Néanmoins, si les dieux peuvent aussi s’associer aux bruitages, c’est bien la foule qui, sur l’ensemble du siècle, entretient avec le bruit un rapport privilégié. En dehors des effets scéniques, le terme en lui-même est sans cesse employé pour désigner les manifestations sonores, opinions ou rumeurs qui circulent hors du microcosme héroïque. À ce qualificatif s’ajoutent aussi les termes de « cris », de « murmure » et de « tumulte ». Autant de vocables qui disent le caractère tout à la fois sonore et inaudible des groupes humains. Dans des pièces qui refusent au peuple l’accès au dialogue, la foule, on va le voir, est le bruit.

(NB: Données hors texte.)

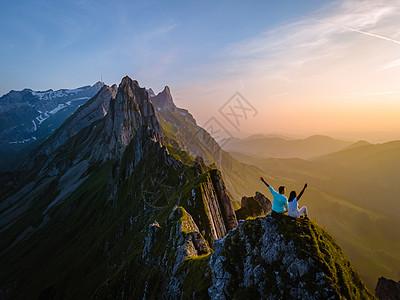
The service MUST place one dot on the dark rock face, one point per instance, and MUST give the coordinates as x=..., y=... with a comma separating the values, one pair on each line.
x=218, y=202
x=163, y=100
x=387, y=289
x=255, y=206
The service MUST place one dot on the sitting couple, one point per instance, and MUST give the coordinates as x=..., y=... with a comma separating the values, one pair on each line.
x=280, y=202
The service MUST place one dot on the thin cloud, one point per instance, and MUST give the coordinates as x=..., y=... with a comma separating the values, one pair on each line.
x=362, y=32
x=393, y=64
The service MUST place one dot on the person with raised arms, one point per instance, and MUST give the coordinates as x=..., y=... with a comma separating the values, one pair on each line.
x=279, y=202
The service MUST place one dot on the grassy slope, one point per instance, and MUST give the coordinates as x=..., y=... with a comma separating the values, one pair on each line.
x=351, y=193
x=310, y=240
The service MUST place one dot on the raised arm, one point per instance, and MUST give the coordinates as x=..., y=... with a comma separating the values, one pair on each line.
x=262, y=179
x=301, y=193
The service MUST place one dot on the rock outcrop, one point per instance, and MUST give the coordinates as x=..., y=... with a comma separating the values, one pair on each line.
x=163, y=100
x=217, y=202
x=387, y=289
x=255, y=206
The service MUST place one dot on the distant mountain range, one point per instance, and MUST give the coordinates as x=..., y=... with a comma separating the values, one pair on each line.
x=353, y=192
x=283, y=147
x=28, y=117
x=113, y=205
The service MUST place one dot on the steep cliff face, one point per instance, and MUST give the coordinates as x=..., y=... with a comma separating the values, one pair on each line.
x=255, y=206
x=115, y=212
x=108, y=200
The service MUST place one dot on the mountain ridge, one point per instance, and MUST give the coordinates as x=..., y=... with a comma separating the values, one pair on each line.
x=116, y=211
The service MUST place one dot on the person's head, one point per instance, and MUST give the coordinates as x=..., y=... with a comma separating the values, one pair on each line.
x=292, y=196
x=281, y=189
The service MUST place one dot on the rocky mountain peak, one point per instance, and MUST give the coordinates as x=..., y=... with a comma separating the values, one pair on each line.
x=164, y=100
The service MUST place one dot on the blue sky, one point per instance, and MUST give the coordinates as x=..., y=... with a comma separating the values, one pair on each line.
x=64, y=44
x=308, y=67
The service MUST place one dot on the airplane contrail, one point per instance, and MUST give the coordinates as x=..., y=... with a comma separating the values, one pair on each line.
x=360, y=31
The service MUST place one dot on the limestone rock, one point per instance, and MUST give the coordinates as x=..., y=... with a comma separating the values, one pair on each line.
x=255, y=206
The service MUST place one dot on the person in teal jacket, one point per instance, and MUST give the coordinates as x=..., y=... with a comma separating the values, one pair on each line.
x=279, y=202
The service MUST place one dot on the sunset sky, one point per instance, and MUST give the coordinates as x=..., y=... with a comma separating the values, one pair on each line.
x=305, y=67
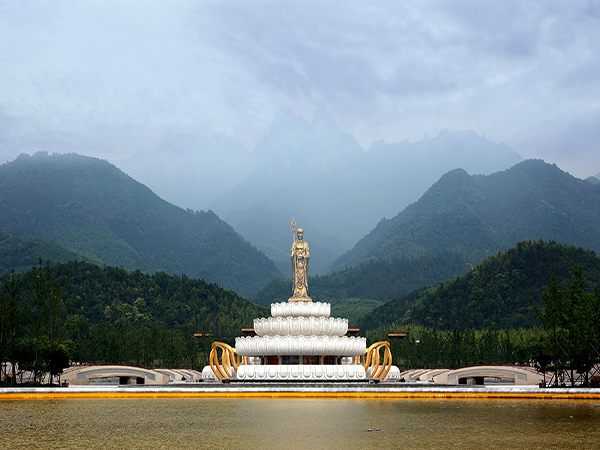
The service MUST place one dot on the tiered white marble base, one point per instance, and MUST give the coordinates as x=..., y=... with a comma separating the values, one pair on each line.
x=300, y=329
x=301, y=373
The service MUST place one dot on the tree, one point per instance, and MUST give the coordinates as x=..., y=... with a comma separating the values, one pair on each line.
x=10, y=321
x=47, y=318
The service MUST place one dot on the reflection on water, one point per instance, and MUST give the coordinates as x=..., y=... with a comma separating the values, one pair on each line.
x=292, y=424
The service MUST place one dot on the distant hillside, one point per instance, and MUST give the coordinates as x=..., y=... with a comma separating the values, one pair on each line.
x=479, y=215
x=22, y=254
x=112, y=296
x=91, y=207
x=312, y=171
x=355, y=291
x=495, y=293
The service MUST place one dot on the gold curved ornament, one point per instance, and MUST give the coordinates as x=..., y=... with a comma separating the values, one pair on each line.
x=229, y=357
x=372, y=359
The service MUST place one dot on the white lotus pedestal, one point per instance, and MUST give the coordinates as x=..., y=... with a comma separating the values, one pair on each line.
x=300, y=342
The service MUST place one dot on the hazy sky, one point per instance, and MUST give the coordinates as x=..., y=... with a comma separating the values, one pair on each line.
x=106, y=78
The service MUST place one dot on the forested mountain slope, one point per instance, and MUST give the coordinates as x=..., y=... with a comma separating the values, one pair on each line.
x=336, y=191
x=479, y=215
x=93, y=208
x=496, y=292
x=356, y=290
x=111, y=316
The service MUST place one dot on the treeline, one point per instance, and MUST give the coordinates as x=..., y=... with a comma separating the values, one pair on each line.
x=495, y=293
x=565, y=344
x=570, y=317
x=95, y=210
x=432, y=348
x=81, y=312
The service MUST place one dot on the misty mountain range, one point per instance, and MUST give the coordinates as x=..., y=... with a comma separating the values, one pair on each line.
x=312, y=171
x=479, y=215
x=96, y=210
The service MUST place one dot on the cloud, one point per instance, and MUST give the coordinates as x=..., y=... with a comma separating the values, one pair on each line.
x=113, y=76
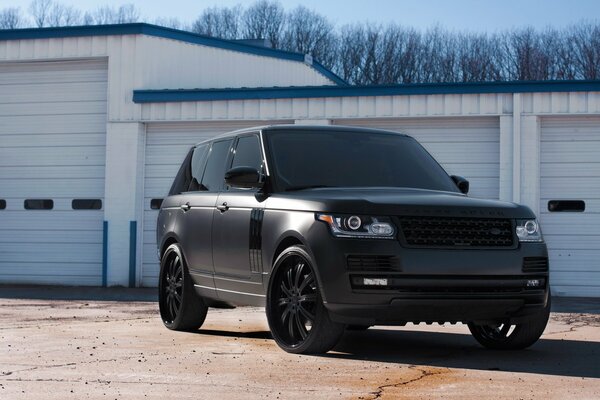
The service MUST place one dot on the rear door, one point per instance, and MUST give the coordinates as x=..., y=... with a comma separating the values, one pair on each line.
x=198, y=205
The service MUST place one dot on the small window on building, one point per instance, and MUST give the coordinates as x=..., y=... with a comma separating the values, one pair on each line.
x=155, y=204
x=86, y=204
x=39, y=204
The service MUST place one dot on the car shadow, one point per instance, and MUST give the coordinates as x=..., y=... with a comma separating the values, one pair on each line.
x=452, y=350
x=245, y=335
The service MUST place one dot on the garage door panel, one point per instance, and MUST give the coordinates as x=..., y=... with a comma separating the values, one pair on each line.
x=74, y=237
x=51, y=252
x=89, y=123
x=27, y=220
x=570, y=169
x=48, y=188
x=54, y=172
x=50, y=108
x=72, y=156
x=576, y=187
x=48, y=141
x=52, y=146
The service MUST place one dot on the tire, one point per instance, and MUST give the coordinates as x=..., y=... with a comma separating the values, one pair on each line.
x=519, y=336
x=181, y=308
x=298, y=320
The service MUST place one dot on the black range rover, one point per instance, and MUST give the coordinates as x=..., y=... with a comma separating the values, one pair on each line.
x=334, y=227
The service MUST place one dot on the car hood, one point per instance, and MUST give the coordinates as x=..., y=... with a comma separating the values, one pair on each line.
x=395, y=201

Les raisons de cette association sont multiples : d’abord et sur un plan très pragmatique, la multitude des corps et des voix réunis en un même lieu produit, par nature, des sons indistincts que ce lexique tente de suggérer. Ensuite, la notion de bruit s’emploie, à l’époque, pour désigner « la renommée, la réputation » et « des nouvelles dont on s’entretient dans le monde » ; « un bruit confus nous apprend qu’il y a eu une grande deffaite », ajoute le Dictionnaire d’Antoine Furetière27, qui tisse un lien presque essentiel entre « bruit » et valeur collective. Enfin, on ne peut que songer à la méfiance à l’égard de « la multitude » qui caractérise, en France, les principaux courants politiques et philosophiques d’après les Guerres de Religion. On sait, en effet, que le régime absolutiste se forme sur la base d’un éclatement des solidarités et d’un morcellement du corps communautaire ; d’après Robert Muchembled, la centralisation de l’État développe des liens verticaux qui, tout en tenant les masses à l’écart de la sphère politique, recherchent le conformisme social28 – une attitude qui répond à l’essor généralisé de la pensée individualiste. Ainsi que l’explique Anna Maria Battista, l’éthique communautaire cède la place, depuis le XVIe siècle, à « une tendance à voir dans la société un véhicule de fausses valeurs et de pseudo-concepts cristallisés qui façonnent irrémédiablement la personnalité individuelle29 ». De telle sorte que les notions de « peuple » et de « populaire » sont même souvent utilisées par les intellectuels pour désigner un état d’infériorité psychologique, une incapacité à s’extraire d’une multitude incorrigible30. En un sens, donc, réduire la foule au « bruit » dans les pièces, la tenir à distance du langage rationnel, revient aussi à prolonger cette dépréciation du populaire.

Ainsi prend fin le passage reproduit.